SINCE Oct 1, the West Texas Intermediate (WTI) crude oil price has climbed significantly, rising above US$8 a barrel. This sharp rise was triggered by escalating geopolitical tensions in the Middle East, notably when Iran launched around 200 missiles at Israeli targets overnight.
The growing speculation that Israel might retaliate by striking Iranian oil facilities has raised fears of a major supply disruption, potentially affecting 4 per cent of the global oil supply. Given the fragility of the region and its crucial role in oil production, such tensions could have far-reaching effects on global oil markets.
Despite a reported increase in US crude oil inventories, with data from the Energy Information Administration last week showing an increase of 5.8 million barrels (far exceeding the estimated two million barrels), this has not pushed prices lower.

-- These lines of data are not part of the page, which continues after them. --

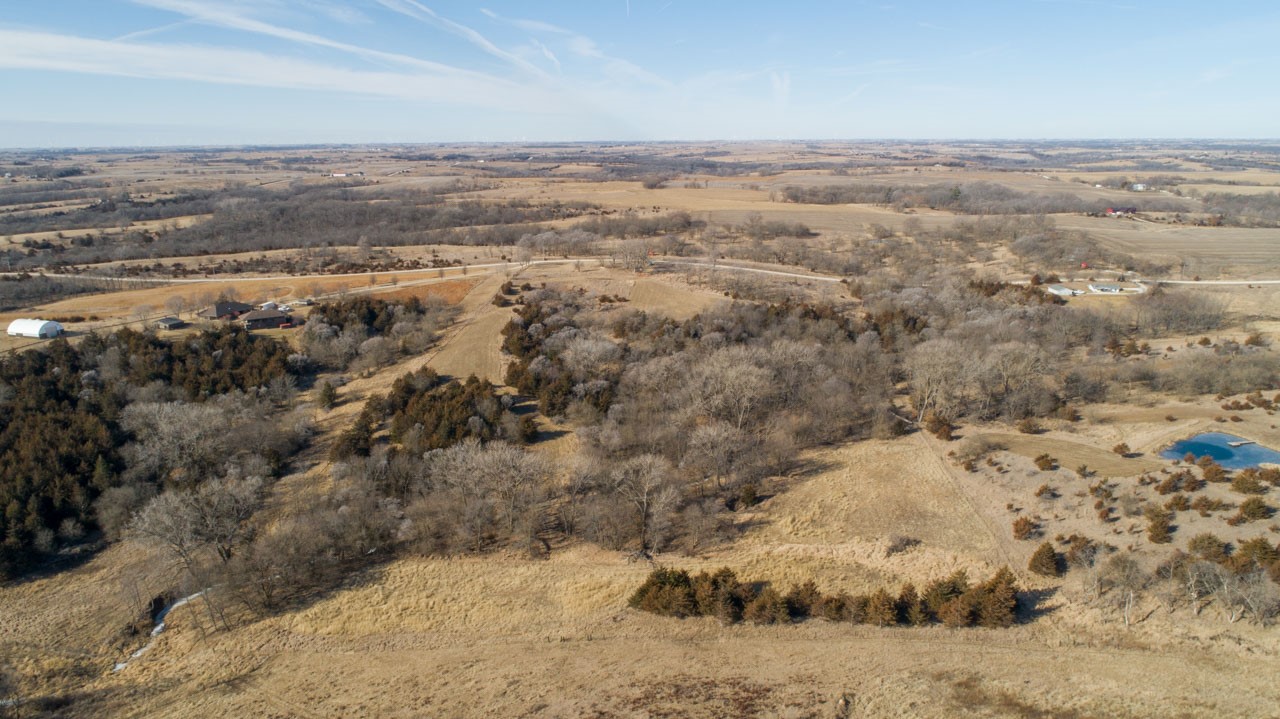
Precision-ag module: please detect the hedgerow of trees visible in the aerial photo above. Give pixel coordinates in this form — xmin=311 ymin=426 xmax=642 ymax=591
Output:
xmin=627 ymin=567 xmax=1019 ymax=628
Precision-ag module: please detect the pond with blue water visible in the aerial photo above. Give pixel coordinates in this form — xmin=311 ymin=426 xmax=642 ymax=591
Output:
xmin=1160 ymin=432 xmax=1280 ymax=470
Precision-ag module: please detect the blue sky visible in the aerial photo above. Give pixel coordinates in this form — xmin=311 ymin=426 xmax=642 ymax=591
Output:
xmin=0 ymin=0 xmax=1280 ymax=147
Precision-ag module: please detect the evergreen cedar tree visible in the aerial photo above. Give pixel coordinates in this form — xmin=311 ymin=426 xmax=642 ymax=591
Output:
xmin=1027 ymin=542 xmax=1062 ymax=577
xmin=628 ymin=567 xmax=1019 ymax=628
xmin=0 ymin=326 xmax=296 ymax=577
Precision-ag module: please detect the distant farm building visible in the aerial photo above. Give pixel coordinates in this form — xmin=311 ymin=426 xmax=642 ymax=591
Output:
xmin=196 ymin=302 xmax=253 ymax=320
xmin=9 ymin=320 xmax=63 ymax=339
xmin=239 ymin=310 xmax=293 ymax=330
xmin=155 ymin=317 xmax=187 ymax=330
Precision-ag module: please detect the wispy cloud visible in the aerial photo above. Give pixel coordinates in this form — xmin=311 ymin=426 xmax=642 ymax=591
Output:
xmin=769 ymin=70 xmax=791 ymax=110
xmin=133 ymin=0 xmax=481 ymax=81
xmin=0 ymin=29 xmax=548 ymax=111
xmin=473 ymin=7 xmax=672 ymax=88
xmin=376 ymin=0 xmax=547 ymax=79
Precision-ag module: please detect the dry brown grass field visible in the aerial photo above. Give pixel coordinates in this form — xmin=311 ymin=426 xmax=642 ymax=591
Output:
xmin=0 ymin=142 xmax=1280 ymax=719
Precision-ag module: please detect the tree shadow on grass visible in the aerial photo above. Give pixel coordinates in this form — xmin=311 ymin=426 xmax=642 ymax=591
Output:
xmin=1018 ymin=587 xmax=1059 ymax=624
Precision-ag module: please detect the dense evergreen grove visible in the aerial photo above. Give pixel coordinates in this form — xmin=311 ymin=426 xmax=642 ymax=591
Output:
xmin=628 ymin=567 xmax=1019 ymax=628
xmin=0 ymin=328 xmax=301 ymax=576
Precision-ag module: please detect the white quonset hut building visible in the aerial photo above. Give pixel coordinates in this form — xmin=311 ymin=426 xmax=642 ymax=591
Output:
xmin=9 ymin=320 xmax=63 ymax=339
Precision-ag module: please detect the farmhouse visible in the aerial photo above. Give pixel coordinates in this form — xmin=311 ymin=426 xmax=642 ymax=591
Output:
xmin=9 ymin=320 xmax=63 ymax=339
xmin=196 ymin=301 xmax=253 ymax=320
xmin=155 ymin=317 xmax=187 ymax=330
xmin=239 ymin=310 xmax=293 ymax=330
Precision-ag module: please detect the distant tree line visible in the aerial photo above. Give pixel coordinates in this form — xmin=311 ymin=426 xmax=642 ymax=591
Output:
xmin=782 ymin=182 xmax=1192 ymax=215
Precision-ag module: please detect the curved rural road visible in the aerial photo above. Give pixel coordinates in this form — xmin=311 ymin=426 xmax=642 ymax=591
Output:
xmin=0 ymin=257 xmax=1280 ymax=296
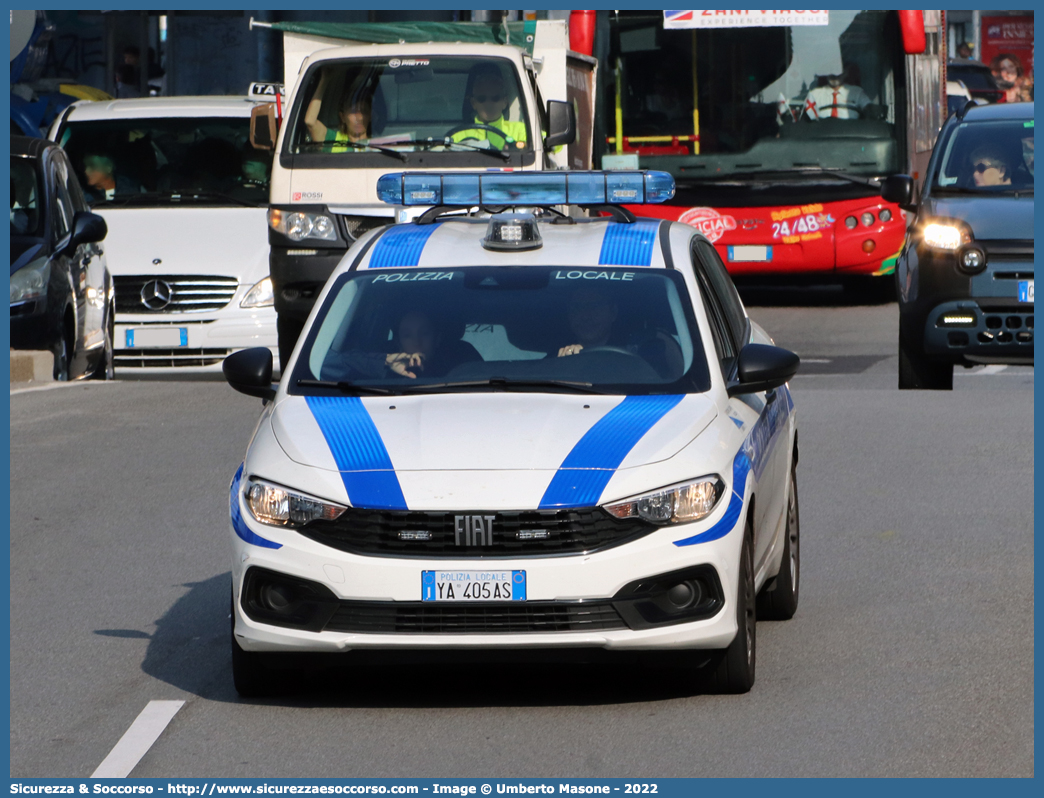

The impact of the inventory gains was limited by the effects of Hurricanes Helene and Milton. These storms have driven up demand for petrol in the state of Florida, with about a quarter of fuel stations running out of supplies. This localised surge in demand became a counterbalance to the inventory surplus and pushed up crude oil price.
From a technical perspective, the WTI crude oil price has shown signs of a short-term bullish trend. The price has recovered above a previous horizontal support breakdown level at US$72 a barrel. This short-term bullish reversal price action is confluent with the breakout of a downward resistance line which has held since the start of July 2024.
Moving forward, the WTI crude oil prices will likely rebound further in the short term, pushing towards the next resistance level at US$80 a barrel. This would represent a retest of a long-term downtrend resistance line, and the previous swing-high resistance level formed in mid-August 2024.
In summary, while supply concerns and technical indicators suggest the potential for a short-term price rebound, the market remains sensitive to geopolitical risks and shifts in global economic conditions. The convergence of these factors could continue to drive volatility in the crude oil market, especially as the world grapples with geopolitical uncertainty and fluctuating demand.
Investors and analysts will closely watch for further developments in the Middle East and the release of new data, such as US inflation figures and China’s economic stimulus measures, which could influence global oil demand and prices.